Годовщины начала войны — грустные даты. Радоваться решительно нечему ни нам, хотя в конце концов и дошли до Берлина, ни им: веселая прогулка вермахта по России закончилась на берегах Шпрее. Нынешний юбилей — первый в новом веке, и это само по себе меняет масштаб восприятия событий 1941 года. Горечь и живая память отходят, наступает время спокойного по возможности анализа. Ничто в нашей истории не было так мифологизировано как война. Между тем ее уроки и итоги и сейчас неясны.

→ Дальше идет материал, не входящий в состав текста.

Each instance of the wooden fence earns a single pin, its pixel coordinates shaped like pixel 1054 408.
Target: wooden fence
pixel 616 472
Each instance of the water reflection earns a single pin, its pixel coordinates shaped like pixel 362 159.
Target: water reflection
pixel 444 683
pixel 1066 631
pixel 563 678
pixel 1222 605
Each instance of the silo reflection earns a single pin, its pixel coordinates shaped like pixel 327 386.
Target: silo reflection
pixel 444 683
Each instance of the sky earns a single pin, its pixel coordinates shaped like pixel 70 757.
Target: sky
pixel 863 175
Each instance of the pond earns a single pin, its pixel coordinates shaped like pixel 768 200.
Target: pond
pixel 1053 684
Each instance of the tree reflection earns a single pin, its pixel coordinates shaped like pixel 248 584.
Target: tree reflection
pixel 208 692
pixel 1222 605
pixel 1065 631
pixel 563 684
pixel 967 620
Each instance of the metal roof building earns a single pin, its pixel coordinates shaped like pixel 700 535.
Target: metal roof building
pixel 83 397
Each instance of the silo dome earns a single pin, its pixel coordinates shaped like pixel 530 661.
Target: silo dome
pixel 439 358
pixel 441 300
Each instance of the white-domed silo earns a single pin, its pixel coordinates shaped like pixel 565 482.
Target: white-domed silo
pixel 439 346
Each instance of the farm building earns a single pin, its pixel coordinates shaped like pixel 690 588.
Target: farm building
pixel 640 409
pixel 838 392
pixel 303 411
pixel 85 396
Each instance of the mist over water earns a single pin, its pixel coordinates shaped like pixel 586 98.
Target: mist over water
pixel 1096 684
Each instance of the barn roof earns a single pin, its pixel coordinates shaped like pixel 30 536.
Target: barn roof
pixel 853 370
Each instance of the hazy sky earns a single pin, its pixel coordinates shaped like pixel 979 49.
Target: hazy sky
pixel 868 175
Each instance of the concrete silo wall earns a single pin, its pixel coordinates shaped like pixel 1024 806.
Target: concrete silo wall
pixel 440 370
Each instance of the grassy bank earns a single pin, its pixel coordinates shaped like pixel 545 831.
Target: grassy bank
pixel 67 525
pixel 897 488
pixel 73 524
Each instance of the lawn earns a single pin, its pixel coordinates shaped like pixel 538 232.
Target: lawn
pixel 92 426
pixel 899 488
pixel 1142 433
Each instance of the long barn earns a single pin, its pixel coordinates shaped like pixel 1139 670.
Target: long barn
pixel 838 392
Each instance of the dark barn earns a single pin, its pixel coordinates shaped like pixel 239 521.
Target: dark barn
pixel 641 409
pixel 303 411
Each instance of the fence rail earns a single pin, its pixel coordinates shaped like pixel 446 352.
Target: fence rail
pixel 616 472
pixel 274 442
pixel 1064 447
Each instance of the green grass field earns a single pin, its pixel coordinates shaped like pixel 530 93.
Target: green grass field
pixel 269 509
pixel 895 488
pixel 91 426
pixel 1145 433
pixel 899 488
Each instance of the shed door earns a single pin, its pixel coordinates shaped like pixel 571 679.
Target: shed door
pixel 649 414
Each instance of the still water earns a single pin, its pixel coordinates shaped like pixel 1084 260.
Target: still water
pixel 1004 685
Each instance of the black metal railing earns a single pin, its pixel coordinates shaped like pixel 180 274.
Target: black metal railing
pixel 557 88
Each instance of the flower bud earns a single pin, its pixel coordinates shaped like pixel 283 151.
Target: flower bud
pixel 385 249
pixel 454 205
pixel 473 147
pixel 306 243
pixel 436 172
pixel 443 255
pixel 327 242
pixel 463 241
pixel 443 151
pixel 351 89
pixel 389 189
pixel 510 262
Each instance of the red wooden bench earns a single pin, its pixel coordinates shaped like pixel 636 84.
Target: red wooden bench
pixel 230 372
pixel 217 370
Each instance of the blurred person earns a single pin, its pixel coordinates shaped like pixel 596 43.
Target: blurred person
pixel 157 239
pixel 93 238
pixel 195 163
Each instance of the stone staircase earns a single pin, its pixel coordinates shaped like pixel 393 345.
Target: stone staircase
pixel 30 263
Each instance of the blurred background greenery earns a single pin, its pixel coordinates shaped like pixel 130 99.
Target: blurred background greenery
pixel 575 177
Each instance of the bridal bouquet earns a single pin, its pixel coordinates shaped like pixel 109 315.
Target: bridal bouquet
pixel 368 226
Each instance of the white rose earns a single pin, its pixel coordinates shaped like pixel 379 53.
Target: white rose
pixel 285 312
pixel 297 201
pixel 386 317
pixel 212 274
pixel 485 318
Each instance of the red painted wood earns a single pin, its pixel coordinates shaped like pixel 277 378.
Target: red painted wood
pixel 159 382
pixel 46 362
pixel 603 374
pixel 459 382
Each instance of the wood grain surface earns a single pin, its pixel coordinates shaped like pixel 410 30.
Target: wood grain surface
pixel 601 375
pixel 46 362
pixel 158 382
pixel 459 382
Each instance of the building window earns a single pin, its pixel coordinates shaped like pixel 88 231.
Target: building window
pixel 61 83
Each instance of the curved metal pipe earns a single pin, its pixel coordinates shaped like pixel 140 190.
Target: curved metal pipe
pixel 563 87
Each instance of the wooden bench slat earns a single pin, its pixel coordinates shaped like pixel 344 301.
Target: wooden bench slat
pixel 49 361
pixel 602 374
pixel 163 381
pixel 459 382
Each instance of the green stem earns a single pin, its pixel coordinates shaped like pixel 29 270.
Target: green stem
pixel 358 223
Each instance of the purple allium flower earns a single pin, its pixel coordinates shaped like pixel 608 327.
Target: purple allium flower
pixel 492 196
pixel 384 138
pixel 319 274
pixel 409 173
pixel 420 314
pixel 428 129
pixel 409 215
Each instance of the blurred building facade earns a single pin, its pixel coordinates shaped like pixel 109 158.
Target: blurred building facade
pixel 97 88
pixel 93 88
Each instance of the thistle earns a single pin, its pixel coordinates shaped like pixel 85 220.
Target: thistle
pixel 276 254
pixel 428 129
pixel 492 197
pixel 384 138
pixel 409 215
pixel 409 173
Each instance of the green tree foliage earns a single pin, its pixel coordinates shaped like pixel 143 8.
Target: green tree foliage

Мерзость фашизма несомненна и не ставится под сомнение никем, кроме эпатирующих широкую публику снобов и бритоголовых недоумков. Но за Освенцим, Орадур и блокаду Ленинграда расплатились Нюрнбергом, репарациями, Восточной Пруссией и 45-летним разделом Германии; за Пирл-Харбор — Курилами и американской оккупацией Японии. А кто ответил за смертоносную и бессмысленную бомбежку Дрездена, трофейное мародерство, Хиросиму? Побежденные (прежде всего немцы) по существу признали свою коллективную вину за содеянное, хотя преступление всегда индивидуально. Ответственны ли нынешние жители Германии за преступления чьих-то чужих дедов? Навязанная пропагандой победителей идея "сын за отца отвечает" подозрительно напоминает гитлеровские построения о "крови и почве", которые сильнее права и принципов гуманизма. И когда счастливые свободой прибалты вымещают на нынешних русских свои прежние обиды или албанцы вытесняют сербов из Косово, в их провинциальной мстительности — отзвук пира победителей Второй мировой: ведь население Судет, Кенигсберга и Данцига было изгнано с родной земли просто из-за того, что оно было немецким.
Фильмы Лени Рифеншталь, при всей их живописности в стиле позднего арт-деко, пропагандируют нацистскую идеологию. Отрицать это бессмысленно, хотя режиссер и пытается оправдываться. Никакое это не чистое искусство: кинематограф в Третьем Райхе курировал лично доктор Геббельс. "Триумф воли" и "Олимпия" финансировались из казны. Месседж фильмов предельно ясен. Возрождение Германии после десятилетий унижения. Молодые арийцы — будущее нации, оптимистичные, спортивные, объединенные общей целью. Мудрый, человечный фюрер. Deutschland, Deutschland uber alles.
Но записываться в наци после просмотра этих картин никто не побежит. Мы понимаем, что случилось с большинством восторженных молодых людей из Гитлерюгенд, приветствовавших съезд НСДРП в Нюрнберге: они похоронены где-то под Ржевом или Эль-Аламейном. С тяжелым чувством наблюдаем за международными офицерскими скачками на берлинской Олимпиаде: где-то встретятся эти наездники через несколько лет? Скажем, смешной польский поручик, который не смог преодолеть яму с водой, или молодцеватый австрийский лейтенант? Кто из зрителей на трибунах погибнет под американскими бомбами, кто выживет в советском плену, кто станет загонять население гетто в душегубки?
Режиссер создает ключевой для тоталитарного искусства образ коллектива, объединенного общей волей. Каждый персонаж (за исключением вождя) — лишь статист, счастливый причастностью к общему делу. Но нам известно то, чего режиссер, снимавшая свои фильмы в 1934 и 1936 годах, не знала. Для нынешнего зрителя в Доме кино и "Авроре" все эти атлеты, участники партийного съезда, болельщики и сосущие леденцы дети — отдельные персонажи, еще не знающие своей скорой страшной участи. Участь, ответственность, смерть у каждого свои.
Главное в фашистской идеологии — концепция единой и неразделимой нации, всегда правой или всегда неправой — не было уничтожено победителями во Второй мировой. Более того, оно ими было частично усвоено. Голливуд или "Мосфильм", так же как немецкое UFA при Гитлере, тиражировали миф о "наших" и "не наших" на протяжении всех послевоенных десятилетий. Идея нации как единого тела, до сих пор искажающая наше представление об истории, фильмами Лени Рифеншталь не укрепляется, а развеивается. В преддверии 22 июня нам показали фильм о будущих жертвах Второй мировой войны. Антифашистский и антивоенный эффект казавшейся кое-кому рискованной акции фестиваля "Послание к человеку" очевиден.